The company launched its P40 phones even as the company’s founder had announced a day before that that about 90 per cent of the 150,000 China-based employees had come back to work.
However analysts expect that the demand for smartphones to remain low for Huawei outside of its home market for the short term at least. Currently, most of the businesses and individual consumers are focusing on purchasing laptops, PCs and tablets if they decide to spend money at all, analysts said, because of the lockdowns in many cities of the world as well as work from home directive issued by many companies to prevent the spread of the coronavirus pandemic.
“Smartphones are not a priority and certainly not premium ones,” commented Marta Pinto from market research firm IDC. “People’s consumption confidence is falling because they are more concerned about buying things like groceries and whether they will keep their jobs.
“Even if you are still buying, because you’re working from home, you’ll probably purchase a laptop and monitor. Or because kids need to go to school online, you might buy them a tablet or Chromebook.”
Huawei chose to unveil the new handsets via a livestreamed video feed instead of its usual trend of doing so at one of the big-budget events that the company typically organizes.

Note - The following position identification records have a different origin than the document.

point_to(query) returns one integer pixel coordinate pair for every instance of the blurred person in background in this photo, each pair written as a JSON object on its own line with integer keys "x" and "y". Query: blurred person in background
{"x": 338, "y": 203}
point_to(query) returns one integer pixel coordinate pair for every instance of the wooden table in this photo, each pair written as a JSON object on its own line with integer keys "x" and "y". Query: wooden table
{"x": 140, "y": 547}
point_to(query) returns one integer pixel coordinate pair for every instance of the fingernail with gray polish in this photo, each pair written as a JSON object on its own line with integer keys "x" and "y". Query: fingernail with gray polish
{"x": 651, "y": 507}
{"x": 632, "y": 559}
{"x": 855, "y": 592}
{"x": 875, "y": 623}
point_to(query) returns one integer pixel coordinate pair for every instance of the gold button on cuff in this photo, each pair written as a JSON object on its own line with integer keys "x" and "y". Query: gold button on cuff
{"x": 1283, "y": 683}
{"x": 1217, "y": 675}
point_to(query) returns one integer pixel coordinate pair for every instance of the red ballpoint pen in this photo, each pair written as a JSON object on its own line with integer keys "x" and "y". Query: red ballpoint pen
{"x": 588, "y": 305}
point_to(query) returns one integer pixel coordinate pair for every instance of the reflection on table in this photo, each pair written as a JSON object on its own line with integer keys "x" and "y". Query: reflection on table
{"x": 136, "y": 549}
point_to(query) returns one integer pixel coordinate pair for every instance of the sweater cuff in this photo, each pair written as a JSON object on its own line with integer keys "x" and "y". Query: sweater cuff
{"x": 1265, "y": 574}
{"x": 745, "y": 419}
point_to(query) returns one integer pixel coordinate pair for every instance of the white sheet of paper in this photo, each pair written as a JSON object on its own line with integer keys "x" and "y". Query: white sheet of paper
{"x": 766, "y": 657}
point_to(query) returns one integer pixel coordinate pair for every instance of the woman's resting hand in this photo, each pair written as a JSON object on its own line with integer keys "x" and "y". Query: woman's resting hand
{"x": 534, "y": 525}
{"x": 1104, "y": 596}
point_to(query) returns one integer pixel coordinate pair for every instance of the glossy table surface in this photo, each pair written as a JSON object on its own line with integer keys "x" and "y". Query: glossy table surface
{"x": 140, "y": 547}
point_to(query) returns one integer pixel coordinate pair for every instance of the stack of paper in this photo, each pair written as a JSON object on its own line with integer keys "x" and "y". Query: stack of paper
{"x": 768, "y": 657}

Google services – including its YouTube, Maps and Play Store apps, and the Google Assistant, are missing from the P40 phones because of the ban imposed on it by the United States. That the company would face a a problem to market and sell the phones outside of China where alternatives to Google apps are preinstalled, said analysts. .
However that can be a boon for the company because it would be in a better position to combat the consequences of Covid-19 than its rivals, according to one company-watcher.
“Huawei was already pretty much locked out of markets outside of China, and had factored in a pretty tough trading environment for the next year or two,” explained Ben Wood from CCS Insight. “So, it is other phone-makers that have a bigger shock to deal with. LG and Sony’s smartphone divisions, in particular, were already sub-scale and may not survive.
“And don’t forget, that the majority of Huawei’s sales are still coming from its home market in China, where it’s been selling over 40 million units on a quarterly basis. And that market is recovering faster than others having already endured coronavirus and seems to be coming out the other side.”
At the end of 2019, Huawei had surpassed Samsung to become the largest smartphone seller in the world for a brief period and continues to hold the second position currently.